The ecological destruction inaugurated by a pack of rats was, ironically, completed by a lone cat. It never occurred to the lighthouse keeper, or anyone else, that given the unique (and uniquely fragile) nature of the Stephens Island fauna, it might have been a good idea to make Tibbles an indoor cat.
SNOWBALL
THE CAT WHO CAUGHT A KILLER
Douglas Beamish thought he got away with murder. And he might have, if it weren’t for the case-making evidence furnished by his cat.
It happened in 1994, when Canadian authorities on Prince Edward Island found Shirley Duguay buried in a shallow grave. Royal Canadian Mounted Police were called in to investigate. They paid particular attention to a blood-soaked leather jacket in a plastic bag that had been buried along with the body. Unfortunately, the blood was all Duguay’s, and therefore useless for DNA comparisons. But forensics experts discovered something else: twenty-seven strands of white hair that, upon closer examination, were determined to come from a cat. The Mounties recalled that Beamish, Duguay’s estranged common-law husband, lived not too far from the grave site with his parents—and that they owned a white feline named Snowball.
The Mounties obtained a blood sample from Snowball, hoping to compare it to the DNA in the hairs. The problem, they soon discovered, was that no one had ever done such a thing before. After a series of calls, the authorities located perhaps the only people on the planet who could help—a team of researchers at the National Cancer Institute’s Laboratory of Genomic Diversity in Frederick, Maryland, which was developing a map of the feline genome.
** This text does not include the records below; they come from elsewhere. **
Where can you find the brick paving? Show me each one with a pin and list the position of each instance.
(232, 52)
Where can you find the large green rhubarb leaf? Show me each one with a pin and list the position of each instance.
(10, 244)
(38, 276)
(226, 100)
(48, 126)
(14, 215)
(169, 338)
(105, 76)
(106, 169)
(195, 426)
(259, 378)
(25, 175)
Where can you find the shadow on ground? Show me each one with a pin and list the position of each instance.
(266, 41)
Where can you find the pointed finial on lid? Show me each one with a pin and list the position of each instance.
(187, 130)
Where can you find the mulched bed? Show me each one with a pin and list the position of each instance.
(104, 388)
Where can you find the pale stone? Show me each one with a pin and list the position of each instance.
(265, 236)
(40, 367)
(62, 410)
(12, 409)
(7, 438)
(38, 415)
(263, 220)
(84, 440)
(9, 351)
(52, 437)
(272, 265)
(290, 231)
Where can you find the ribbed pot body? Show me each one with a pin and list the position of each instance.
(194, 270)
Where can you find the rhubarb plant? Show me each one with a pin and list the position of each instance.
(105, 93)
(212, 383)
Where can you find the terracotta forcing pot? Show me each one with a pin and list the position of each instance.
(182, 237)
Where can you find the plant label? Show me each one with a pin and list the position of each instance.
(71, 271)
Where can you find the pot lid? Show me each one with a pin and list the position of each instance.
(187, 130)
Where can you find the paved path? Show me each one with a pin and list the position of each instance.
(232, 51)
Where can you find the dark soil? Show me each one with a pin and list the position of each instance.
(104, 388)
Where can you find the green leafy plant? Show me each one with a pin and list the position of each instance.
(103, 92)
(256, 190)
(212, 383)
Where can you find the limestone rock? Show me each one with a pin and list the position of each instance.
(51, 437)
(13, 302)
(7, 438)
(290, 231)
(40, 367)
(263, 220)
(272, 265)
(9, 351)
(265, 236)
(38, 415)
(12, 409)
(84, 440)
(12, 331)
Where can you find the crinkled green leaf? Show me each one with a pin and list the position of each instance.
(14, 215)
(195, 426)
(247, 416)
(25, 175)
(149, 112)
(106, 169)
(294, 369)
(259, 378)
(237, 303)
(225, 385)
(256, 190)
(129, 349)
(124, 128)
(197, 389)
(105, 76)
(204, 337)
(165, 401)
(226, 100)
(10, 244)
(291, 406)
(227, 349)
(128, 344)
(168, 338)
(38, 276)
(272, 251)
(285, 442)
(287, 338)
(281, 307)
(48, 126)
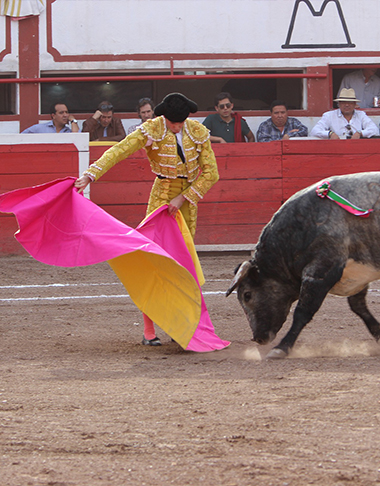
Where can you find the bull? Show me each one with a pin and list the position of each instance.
(312, 247)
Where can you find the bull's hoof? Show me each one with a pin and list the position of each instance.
(276, 353)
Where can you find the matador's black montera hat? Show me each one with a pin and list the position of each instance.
(175, 107)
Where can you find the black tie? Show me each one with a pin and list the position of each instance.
(179, 150)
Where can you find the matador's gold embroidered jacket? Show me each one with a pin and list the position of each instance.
(160, 145)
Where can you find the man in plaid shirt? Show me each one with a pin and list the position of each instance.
(279, 126)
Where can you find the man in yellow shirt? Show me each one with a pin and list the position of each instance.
(181, 157)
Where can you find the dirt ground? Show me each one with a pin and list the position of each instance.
(83, 403)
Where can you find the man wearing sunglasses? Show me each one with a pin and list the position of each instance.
(345, 122)
(145, 111)
(103, 125)
(226, 126)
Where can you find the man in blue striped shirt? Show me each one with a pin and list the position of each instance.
(60, 118)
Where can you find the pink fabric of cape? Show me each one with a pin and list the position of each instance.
(159, 227)
(60, 227)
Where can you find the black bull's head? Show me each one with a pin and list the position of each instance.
(266, 302)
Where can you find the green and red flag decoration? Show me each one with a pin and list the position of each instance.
(323, 190)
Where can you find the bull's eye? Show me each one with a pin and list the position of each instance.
(247, 296)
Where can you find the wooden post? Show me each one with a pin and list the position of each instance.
(29, 67)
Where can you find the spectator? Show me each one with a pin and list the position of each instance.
(103, 125)
(145, 111)
(365, 83)
(345, 122)
(226, 126)
(60, 118)
(280, 126)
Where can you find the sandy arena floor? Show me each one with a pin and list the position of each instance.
(83, 403)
The academics had never before participated in a CSI-style criminal investigation, and it took some convincing to get them on board. Once they signed on, however, they were able to quickly isolate the genetic code in the jacket hairs and match it to the blood sample from Snowball. Using this evidence, and the expert testimony of the scientists who developed the technology, Beamish was convicted of murder and sent to prison. The case set a precedent for the use of cat DNA to place criminals at the scenes of crimes. Afterward, the U.S. Department of Justice awarded a $265,000 grant to create a National Feline Genetic Database. It developed the technology necessary to help forensics labs around the world trace cat hairs found at crime scenes to specific pets. Thanks to Snowball, criminals (about a third of whom own felines) can now be busted by their own furry friends.